Le projet de loi contre les accusations de sorcellerie a été adopté par le Parlement en juillet 2023. Il visait à ériger en infraction pénale le fait d’accuser des personnes de sorcellerie, à mettre en place des mesures de protection et des dispositifs d’accompagnement pour les personnes accusées, ainsi qu’à offrir aux victimes une voie juridique claire pour obtenir justice et réparations. Il n’a pas été promulgué par l’ancien président Nana Akufo-Addo qui a invoqué des réserves d’ordre constitutionnel car il avait été présenté sous la forme d’une proposition de loi d’initiative parlementaire et non d’un projet de loi du gouvernement. Depuis lors, aucun projet de loi n’a été à nouveau présenté au Parlement.

« Le projet de loi contre les accusations de sorcellerie adopté en juillet 2023 constituait une avancée significative pour la protection des victimes. Les autorités ghanéennes ne doivent plus retarder la mise en place de mesures de protection, de justice et de réparations pour ces femmes. Nous estimons que ce projet de loi, une fois adopté, pourrait considérablement renforcer la protection des droits humains au Ghana. Il permettrait également au Ghana de se conformer aux normes internationales en matière de droits humains », a déclaré Hannah Osei, directrice nationale par intérim d’Amnesty International Ghana.

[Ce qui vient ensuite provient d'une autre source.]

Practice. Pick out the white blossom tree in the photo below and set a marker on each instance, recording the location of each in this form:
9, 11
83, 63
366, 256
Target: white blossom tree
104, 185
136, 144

Le Ghana a ratifié la Convention sur l’élimination de toutes les formes de discrimination à l’égard des femmes (CEDAW) en 1986 et la Convention relative aux droits de l’enfant en 1990. Les deux comités ont qualifié les accusations de sorcellerie de pratiques néfastes.

Aishetu Magi, une résidente du camp de Gambaga qui accueille des femmes accusées de sorcellerie, a déclaré à Amnesty International : « si une loi avait été en vigueur lorsque tout cela m’est arrivé, je serais chez moi en ce moment, en train de m’occuper de mes petits-enfants. » Poona Nantogmah, une résidente du camp de Kuoko, a déclaré : « avec une telle loi, le gouvernement s’occuperait des accusateurs et empêcherait d’autres personnes d’être accusées. J’espère vraiment qu’ils l’adopteront. »

Le camp de Gnani (à gauche) et le camp de Kukuo dans le nord du Ghana. ©Malick Faye/Amnesty International

Il faut aussi s’attaquer aux causes profondes

La simple criminalisation des accusations de sorcellerie ne suffirait pas à résoudre le problème. Bien que certaines initiatives de sensibilisation aient été menées par des ONG et des collectivités locales, elles ne suffisent pas à lutter de manière globale contre les stéréotypes liés aux accusations de sorcellerie.

« Nous appelons à l’adoption d’une approche globale qui s’attaque aux causes profondes de ces abus, notamment par le biais de programmes de réinsertion sociale et économique, ainsi que par des mesures de protection et des réparations en faveur des personnes ayant subi des abus à la suite d’accusations », a déclaré Hannah Osei.

« Le gouvernement devrait mettre en place une campagne nationale de sensibilisation sur le long terme et dotée de ressources suffisantes visant à remettre en cause les pratiques culturelles et sociales discriminatoires à l’égard des femmes et des personnes âgées, y compris les accusations de sorcellerie. »

Contexte

Dans un rapport publié en avril 2025, Amnesty International a documenté la situation dans quatre camps informels où vivaient des centaines de personnes accusées de sorcellerie, principalement des femmes âgées, qui avaient insuffisamment accès aux services de santé, à la nourriture, à un logement sûr, à l’eau potable et à des opportunités économiques.

En avril et mai 2026, Amnesty International a recueilli de nouveaux témoignages de victimes vivant dans trois de ces camps.

Une pétition lancée par Amnesty International en novembre 2025 pour demander l’adoption du projet de loi contre les accusations sorcellerie a déjà recueilli près de 19 000 signatures.